This story unfolds with live actors interacting in scenes which change in response to different choices you make at different points in the game. Much of these choices revolve around the direction of Kristina's investigation and how much she chooses to endure the horrors she uncovers along the way.
What a twist!
Although it starts as a mystery, I Saw Black Clouds seems quick to give up answers around Emily's death and trade them in for horror elements. It seems there are some otherworldly powers that played into Emily's death, many of which you discover and face as Kristina while you press on through the game.
Without spoiling too much, this starts out innocuously enough, with some jump scares, audio stingers, and disturbing imagery, but at a certain point I Saw Black Clouds doesn't know how to stop trying to scare or surprise you with new things. As a result, the back-half of the story devolves into just a cluster of disjointed scenes where Kristina and/or Charlotte are put under duress, and through most of it you feel powerless to understand or do much of anything about it.
What did I even see?
By the end of I Saw Black Clouds, my grasp of the overall story was tenuous at best. This doesn't really feel intentional, either. There are characters that just come out of nowhere with no setup as to who they are or what motivates them, and they are used as the impetus for the final climactic encounter which ends up feeling totally random and hollow.

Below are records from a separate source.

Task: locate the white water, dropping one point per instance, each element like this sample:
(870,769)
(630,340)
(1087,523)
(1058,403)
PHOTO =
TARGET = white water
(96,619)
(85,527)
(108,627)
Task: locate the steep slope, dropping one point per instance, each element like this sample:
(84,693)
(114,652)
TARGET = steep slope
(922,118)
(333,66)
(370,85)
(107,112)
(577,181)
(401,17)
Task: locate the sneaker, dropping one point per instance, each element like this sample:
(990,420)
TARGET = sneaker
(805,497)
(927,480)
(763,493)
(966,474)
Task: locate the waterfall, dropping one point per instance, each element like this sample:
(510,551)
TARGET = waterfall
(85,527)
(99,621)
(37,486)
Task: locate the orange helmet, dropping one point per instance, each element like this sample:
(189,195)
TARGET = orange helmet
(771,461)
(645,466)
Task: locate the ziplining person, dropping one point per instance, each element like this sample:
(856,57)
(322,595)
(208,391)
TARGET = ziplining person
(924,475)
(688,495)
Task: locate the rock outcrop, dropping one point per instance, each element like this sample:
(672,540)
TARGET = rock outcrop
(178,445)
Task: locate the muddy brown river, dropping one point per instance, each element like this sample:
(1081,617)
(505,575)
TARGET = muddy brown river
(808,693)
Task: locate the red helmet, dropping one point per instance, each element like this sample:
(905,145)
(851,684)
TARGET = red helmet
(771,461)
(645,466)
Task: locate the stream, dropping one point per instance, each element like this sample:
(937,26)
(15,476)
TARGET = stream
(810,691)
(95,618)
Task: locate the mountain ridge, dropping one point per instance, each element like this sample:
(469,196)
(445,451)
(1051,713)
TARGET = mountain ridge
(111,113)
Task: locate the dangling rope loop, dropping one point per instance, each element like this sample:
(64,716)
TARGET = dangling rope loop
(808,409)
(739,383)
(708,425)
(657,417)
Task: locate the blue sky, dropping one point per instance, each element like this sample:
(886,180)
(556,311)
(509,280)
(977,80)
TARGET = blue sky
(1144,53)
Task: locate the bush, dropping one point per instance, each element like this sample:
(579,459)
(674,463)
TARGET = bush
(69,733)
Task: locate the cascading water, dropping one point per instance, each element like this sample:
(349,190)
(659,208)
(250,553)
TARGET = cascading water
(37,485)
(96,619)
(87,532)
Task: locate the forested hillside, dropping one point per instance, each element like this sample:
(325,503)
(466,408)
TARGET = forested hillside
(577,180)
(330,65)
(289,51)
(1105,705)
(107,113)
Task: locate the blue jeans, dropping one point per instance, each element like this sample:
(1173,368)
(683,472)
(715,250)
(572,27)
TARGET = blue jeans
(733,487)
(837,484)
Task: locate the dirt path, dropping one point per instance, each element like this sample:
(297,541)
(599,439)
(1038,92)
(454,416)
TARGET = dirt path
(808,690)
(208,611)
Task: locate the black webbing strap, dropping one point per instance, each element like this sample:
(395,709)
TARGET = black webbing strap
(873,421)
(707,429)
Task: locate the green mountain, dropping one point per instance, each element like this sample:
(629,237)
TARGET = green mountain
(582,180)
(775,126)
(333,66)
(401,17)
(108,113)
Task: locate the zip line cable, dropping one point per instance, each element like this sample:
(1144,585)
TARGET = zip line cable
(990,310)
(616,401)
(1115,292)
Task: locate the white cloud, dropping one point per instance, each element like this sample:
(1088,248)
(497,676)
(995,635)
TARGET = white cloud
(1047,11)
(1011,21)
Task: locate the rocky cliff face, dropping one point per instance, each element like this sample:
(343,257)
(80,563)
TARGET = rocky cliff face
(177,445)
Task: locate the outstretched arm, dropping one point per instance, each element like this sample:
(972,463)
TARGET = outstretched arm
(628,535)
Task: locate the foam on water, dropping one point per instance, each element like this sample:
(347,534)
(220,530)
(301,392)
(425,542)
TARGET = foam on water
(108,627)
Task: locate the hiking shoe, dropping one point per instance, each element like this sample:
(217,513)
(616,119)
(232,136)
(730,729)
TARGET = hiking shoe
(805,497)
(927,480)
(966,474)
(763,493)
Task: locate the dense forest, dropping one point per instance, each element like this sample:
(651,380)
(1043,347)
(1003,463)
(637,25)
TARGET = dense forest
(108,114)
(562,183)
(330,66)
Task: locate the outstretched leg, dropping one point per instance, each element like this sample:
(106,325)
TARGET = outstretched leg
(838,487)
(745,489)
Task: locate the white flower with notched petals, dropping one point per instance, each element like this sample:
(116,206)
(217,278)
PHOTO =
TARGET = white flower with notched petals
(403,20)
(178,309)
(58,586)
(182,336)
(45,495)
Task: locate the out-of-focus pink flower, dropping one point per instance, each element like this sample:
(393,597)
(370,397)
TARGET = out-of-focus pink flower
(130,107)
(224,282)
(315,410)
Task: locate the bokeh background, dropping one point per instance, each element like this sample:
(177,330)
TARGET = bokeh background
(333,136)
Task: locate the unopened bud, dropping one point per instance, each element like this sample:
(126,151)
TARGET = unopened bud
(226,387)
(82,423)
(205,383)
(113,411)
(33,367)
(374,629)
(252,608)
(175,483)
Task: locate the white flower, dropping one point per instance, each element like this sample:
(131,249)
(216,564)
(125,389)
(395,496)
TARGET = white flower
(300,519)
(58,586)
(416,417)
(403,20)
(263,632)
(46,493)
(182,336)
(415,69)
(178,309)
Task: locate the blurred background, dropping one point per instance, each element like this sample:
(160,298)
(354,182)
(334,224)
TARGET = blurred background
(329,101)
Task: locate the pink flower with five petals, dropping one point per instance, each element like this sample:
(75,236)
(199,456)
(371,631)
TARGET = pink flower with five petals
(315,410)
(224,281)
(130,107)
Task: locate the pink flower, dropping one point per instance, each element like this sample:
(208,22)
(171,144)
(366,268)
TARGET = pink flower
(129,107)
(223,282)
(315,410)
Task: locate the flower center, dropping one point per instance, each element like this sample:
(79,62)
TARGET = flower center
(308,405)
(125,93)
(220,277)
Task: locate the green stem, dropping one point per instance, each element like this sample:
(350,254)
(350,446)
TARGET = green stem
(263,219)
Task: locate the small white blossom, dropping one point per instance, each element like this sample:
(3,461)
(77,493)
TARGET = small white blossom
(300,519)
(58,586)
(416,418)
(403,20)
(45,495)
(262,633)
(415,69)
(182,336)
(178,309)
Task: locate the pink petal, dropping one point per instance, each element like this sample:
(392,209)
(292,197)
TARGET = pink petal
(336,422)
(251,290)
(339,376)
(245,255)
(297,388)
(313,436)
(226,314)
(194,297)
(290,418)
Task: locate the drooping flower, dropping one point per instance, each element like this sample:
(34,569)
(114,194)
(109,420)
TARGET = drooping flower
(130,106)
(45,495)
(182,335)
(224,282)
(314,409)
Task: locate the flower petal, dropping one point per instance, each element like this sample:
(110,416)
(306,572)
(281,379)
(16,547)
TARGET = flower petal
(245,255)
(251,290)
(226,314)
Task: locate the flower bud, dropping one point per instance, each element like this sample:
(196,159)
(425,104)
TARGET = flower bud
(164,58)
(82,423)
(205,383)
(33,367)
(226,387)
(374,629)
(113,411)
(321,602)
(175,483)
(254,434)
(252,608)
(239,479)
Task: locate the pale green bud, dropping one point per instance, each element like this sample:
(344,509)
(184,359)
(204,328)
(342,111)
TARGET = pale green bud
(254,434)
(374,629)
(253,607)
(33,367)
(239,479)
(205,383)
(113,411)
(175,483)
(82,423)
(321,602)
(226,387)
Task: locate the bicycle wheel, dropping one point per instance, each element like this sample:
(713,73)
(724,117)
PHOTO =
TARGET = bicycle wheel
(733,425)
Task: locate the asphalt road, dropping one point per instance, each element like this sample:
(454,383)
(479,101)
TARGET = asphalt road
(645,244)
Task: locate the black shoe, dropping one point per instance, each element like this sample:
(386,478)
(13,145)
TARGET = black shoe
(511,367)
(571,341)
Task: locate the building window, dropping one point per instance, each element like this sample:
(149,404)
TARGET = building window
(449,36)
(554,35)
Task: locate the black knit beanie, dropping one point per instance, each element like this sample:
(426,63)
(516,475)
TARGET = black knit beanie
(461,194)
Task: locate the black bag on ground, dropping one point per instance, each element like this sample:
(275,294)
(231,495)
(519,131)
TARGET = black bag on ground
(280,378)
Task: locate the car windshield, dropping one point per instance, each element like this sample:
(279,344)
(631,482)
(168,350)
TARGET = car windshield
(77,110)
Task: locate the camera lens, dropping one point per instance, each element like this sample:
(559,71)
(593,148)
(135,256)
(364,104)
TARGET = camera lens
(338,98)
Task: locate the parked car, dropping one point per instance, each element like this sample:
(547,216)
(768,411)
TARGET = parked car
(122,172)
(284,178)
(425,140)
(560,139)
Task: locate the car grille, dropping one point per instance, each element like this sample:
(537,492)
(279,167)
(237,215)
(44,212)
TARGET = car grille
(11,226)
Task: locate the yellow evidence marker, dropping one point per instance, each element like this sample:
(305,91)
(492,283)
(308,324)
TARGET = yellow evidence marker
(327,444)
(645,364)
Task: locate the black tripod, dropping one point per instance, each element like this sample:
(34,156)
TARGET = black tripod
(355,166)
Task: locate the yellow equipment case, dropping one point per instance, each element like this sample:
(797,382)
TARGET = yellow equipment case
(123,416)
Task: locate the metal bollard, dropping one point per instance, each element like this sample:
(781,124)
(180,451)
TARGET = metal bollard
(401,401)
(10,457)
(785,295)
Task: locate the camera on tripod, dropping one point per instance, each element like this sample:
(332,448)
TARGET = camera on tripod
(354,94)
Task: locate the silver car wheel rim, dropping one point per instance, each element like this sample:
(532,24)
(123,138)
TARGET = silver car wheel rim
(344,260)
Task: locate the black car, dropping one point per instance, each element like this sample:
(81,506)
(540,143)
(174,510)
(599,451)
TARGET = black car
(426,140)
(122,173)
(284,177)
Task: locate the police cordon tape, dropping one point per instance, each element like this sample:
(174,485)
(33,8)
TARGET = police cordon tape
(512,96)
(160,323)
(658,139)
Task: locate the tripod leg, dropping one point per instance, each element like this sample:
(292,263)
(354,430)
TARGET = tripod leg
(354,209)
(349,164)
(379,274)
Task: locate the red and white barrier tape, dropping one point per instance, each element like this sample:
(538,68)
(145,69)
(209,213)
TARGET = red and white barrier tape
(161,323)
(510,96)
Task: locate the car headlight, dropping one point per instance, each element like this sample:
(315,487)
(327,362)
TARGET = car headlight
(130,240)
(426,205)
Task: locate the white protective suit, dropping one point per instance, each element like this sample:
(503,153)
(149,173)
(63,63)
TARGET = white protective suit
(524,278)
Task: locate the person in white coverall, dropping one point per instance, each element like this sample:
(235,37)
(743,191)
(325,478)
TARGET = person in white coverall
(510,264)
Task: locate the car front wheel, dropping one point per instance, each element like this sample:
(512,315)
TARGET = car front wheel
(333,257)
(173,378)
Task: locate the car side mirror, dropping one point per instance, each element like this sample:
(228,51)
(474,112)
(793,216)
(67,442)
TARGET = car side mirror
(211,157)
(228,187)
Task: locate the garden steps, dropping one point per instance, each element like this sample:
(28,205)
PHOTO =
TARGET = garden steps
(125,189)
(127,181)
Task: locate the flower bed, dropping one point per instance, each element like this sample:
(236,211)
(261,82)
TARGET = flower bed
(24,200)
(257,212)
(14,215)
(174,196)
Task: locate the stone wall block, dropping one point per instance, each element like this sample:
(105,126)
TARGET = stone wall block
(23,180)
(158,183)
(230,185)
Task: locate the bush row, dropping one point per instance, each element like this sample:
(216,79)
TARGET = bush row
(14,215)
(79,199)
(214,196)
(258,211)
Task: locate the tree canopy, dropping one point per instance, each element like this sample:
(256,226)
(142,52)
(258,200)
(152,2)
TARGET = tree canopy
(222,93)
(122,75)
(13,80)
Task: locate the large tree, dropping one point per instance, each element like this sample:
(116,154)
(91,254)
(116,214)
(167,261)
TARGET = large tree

If I didn't see who these people are because of the choices I made previously in my playthrough, the game didn't let me know that. There are stats on how many scenes I saw versus how many I have left to uncover, but in no way does the game communicate that I should pursue those other scenes to complete the story. As a result, my feelings on the game are that it's branching paths don't connect in a way that ever really tell a cohesive story. Even if they did, I'm not sure they would make the experience much more satisfying.
The bottom line
I Saw Black Clouds feels like a step backward for Wales Interactive. It's return to storytelling outside of virtualized spaces feels messy and in some ways incomplete, and it doesn't help that the story its choosing to tell is somewhat problematic.